Natasha looked up. Her face was expressionless.

“If it happens, it happens,” she said. “If not, it wasn’t our time.”

It was then that Peter understood how deeply Natasha had been scarred as a child by civil war in her birthplace of South Ossetia in the former Soviet Union. As the shells fell in South Sudan, she felt nothing. Her attitude was “If I die, I die.”

Peter and Natasha had moved to South Sudan to bring healing to people affected by a 22-year civil war. Their three-year stint also ended up providing healing to Natasha as she overcame childhood trauma and learned that war is not normal after all.

“When I came to Africa, I learned how abnormal it is,” Natasha said. “I had never heard about the trauma that armed conflicts leave on a person and how they change the personality.”

Natasha’s heart-changing experience has been repeated in the lives of many missionaries, church leaders said. Every missionary who surrenders to the Holy Spirit experiences a change of heart. Missionaries may go to share the gospel, but discover the gospel making a difference in their own hearts.

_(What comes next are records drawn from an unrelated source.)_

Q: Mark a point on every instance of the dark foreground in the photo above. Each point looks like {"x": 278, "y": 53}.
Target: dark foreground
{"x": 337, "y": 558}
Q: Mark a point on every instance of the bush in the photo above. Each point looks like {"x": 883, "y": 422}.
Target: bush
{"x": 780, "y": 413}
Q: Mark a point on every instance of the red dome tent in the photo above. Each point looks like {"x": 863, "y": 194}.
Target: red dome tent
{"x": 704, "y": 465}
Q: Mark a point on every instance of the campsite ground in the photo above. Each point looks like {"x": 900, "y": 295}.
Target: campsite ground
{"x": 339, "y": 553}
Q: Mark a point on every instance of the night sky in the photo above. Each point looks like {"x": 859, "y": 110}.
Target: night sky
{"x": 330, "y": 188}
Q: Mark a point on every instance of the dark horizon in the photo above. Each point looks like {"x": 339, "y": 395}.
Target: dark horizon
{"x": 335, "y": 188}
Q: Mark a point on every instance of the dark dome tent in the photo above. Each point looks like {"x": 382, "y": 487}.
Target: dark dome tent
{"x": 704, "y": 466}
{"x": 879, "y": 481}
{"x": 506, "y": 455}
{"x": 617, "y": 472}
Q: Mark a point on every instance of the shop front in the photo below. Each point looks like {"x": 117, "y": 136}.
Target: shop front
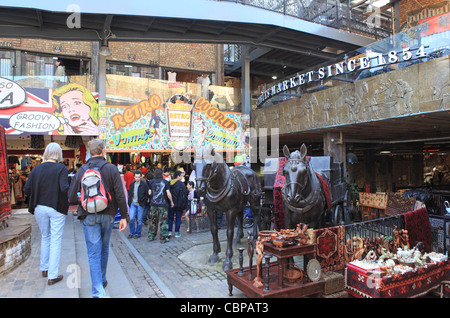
{"x": 161, "y": 124}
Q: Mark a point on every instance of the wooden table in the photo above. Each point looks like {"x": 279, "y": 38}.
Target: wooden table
{"x": 277, "y": 288}
{"x": 284, "y": 253}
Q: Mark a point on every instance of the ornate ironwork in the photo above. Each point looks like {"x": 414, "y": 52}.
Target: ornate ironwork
{"x": 331, "y": 13}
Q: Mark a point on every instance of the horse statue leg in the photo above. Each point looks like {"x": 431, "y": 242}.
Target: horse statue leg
{"x": 231, "y": 218}
{"x": 214, "y": 258}
{"x": 240, "y": 231}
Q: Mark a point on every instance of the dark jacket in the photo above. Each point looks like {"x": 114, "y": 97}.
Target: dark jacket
{"x": 47, "y": 185}
{"x": 142, "y": 192}
{"x": 179, "y": 195}
{"x": 112, "y": 180}
{"x": 159, "y": 188}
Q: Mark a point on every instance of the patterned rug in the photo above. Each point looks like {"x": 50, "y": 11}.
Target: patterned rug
{"x": 330, "y": 248}
{"x": 5, "y": 198}
{"x": 419, "y": 228}
{"x": 414, "y": 283}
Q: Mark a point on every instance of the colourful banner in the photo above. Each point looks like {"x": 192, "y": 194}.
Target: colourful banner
{"x": 68, "y": 110}
{"x": 178, "y": 124}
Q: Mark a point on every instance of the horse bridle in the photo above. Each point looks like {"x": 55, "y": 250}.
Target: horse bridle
{"x": 307, "y": 202}
{"x": 223, "y": 192}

“The one thing I hear over and over is some variation of the expression ‘I expected to help the people, but in fact I’m the one who has been blessed,’ ” said Gary Krause, director of Adventist Mission and a former missionary kid. “In fact, I hear it so often that it has almost become a cliché.”

Change is required just to become a missionary, said Oscar Osindo, interim director of the General Conference’s Institute of World Mission, which provides cross-cultural training for all church missionaries. By accepting the call to serve, a missionary leaves a familiar culture and travels into the unknown following the example of Jesus, who left the comfort of heaven for the dark earth.

A child looks up and points to the hand of a missionary leading this child and his friends.

“As missionaries incarnate the life of Christ in a different culture, they see themselves in others, and the cross of Christ breaks the dividing wall with others,” Osindo said. “The blood of Christ unites the two into one humanity, and the missionary will never be the same again.”

Thousands of Seventh-day Adventists have left their homes to fulfill the Great Commission of Jesus, who said, “Go therefore and make disciples of all the nations, baptizing them in the name of the Father and of the Son and of the Holy Spirit, teaching them to observe all things that I have commanded you” (Matt. 28:19, 20). Currently about 400 families are serving as long-term ISE (Interdivision Service Employees) missionaries, while hundreds go every year as short-term AVS (Adventist Volunteer Service) volunteers. They also go as Global Mission pioneers, reaching out to unreached people groups in their own countries; tentmakers, who use their professions to work in restricted countries; and volunteers with the Asia-based 1000 Missionary Movement and supporting ministries such as Adventist Frontier Missions in the United States.

Most missionaries seek to grow and change in order to fulfill their calling, said Cheryl Doss, a longtime missionary and recently retired director of the Institute of World Mission. “The experiences they face, the intercultural challenges they deal with, the trials and tribulations that always come in the mission field, mean they have to change or break,” she said. “Most change into people with beautiful servant hearts open to the needs of the world.”

Only missionaries who resolutely resist fail to experience any changes in their lives, Osindo said, adding that those who resist “never finish their terms, or they struggle.”

Missionaries who surrender to God and allow their hearts to be moulded by Him have remarkable stories, he said. “They learn to trust more in the Lord, and they live to tell incredible stories,” he said.